1 Секст Эмпирик. Соч.: В 2 т. М., 1975-1976. Т. 2. С. 209. Далее в главе ссылки на это издание будут даваться в тексте указанием тома (первая цифра) и страницы (вторая цифра).

“Тот же, кто не имеет определенного суждения о том, что хорошо или дурно по природе, как не бежит от него, так и не гонится за ним напряженно, почему и остается невозмутимым. Стало быть, то, что рассказывают о живописце Апеллесе, досталось и на долю скептика, а именно: говорят, что он, рисуя лошадь и пожелав изобразить на картине пену лошади, потерпел такую неудачу, что отказался от этого и бросил в картину губку, которой обыкновенно снимал с кисти краски; и губка, коснувшись лошади, воспроизвела [на картине] подобие пены. Так и скептики надеялись достичь невозмутимости путем суждения о несоответствии явления и мыслимого; не будучи в состоянии это сделать, они воздержались. За воздержанием же случайно последовала невозмутимость, как тень за телом” (2, 213).

Здесь существенно то, что связь между воздержанием от суждений как гносеологической концепцией и невозмутимостью как моральным идеалом является случайной, найденной сугубо эмпирически. Рассмотрение перехода от познавательного скептицизма к состоянию душевного покоя в качестве необходимого, теоретически обоснованного явно противоречило бы идее воздержания от суждений. Однако не только логических ловушек боится скептицизм. Он одновременно стремится избежать той пустоты, бессодержательности, на которую неизбежно обрекается этика внутреннего самоудовлетво-

432

рения. В самом деле, о состоянии невозмутимости, душевного покоя ничего нельзя сказать, кроме того, что оно равно самому себе. Когда же скептики выдвигают положение, что невозмутимость является случайно обнаруженным и неожиданным следствием воздержания от суждений, то они тем самым переносят акцент на воздержание от суждений.

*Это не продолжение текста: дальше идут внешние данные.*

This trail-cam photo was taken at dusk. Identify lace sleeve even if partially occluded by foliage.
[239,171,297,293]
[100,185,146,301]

Собственное содержание скептической этики состоит в том, чтобы релятивировать наши знания о благе, счастье, справедливости, добре и т.д., лишить их какой-либо познавательной определенности. Мораль в этом отношении ничем не отличается от других вещей, о ней также возможны взаимоисключающие по содержанию, но равнозначные с точки зрения достоверности суждения. Именно этого не понимала интеллектуалистически ориентированная этика. Прежде всего скептики обрушиваются на традиционный для античной этики познавательный оптимизм, на стремление найти общезначимые, независимые от субъекта, неизменные понятия. Такие понятия, как полагают они, являются фикцией. Если бы в самом деле существовало благо по природе или зло по природе, т.е. истинное благо или истинное зло, то они были бы благом и злом для всех, подобно тому как огонь, будучи согревающим по природе, согревает всех. В действительности же представления различных народов и различных людей о благе, зле и безразличном весьма отличаются друг от друга. Кроме того, фактическое благо разных индивидов различно: то, что полезно одному, вредно другому. Содержание десятого тропа скептиков [1], более всего связанного с вопросами нравственности, и состоит в том, чтобы противопоставить обычай обычаю, закон - закону, поведение - поведению, догму - догме, верование - верованию, обычай - закону, поведение - догме и т.д. Скептики показывают, что реальная нравственная жизнь представляет собой многообразие фактов, взаимно отрицающих друг друга.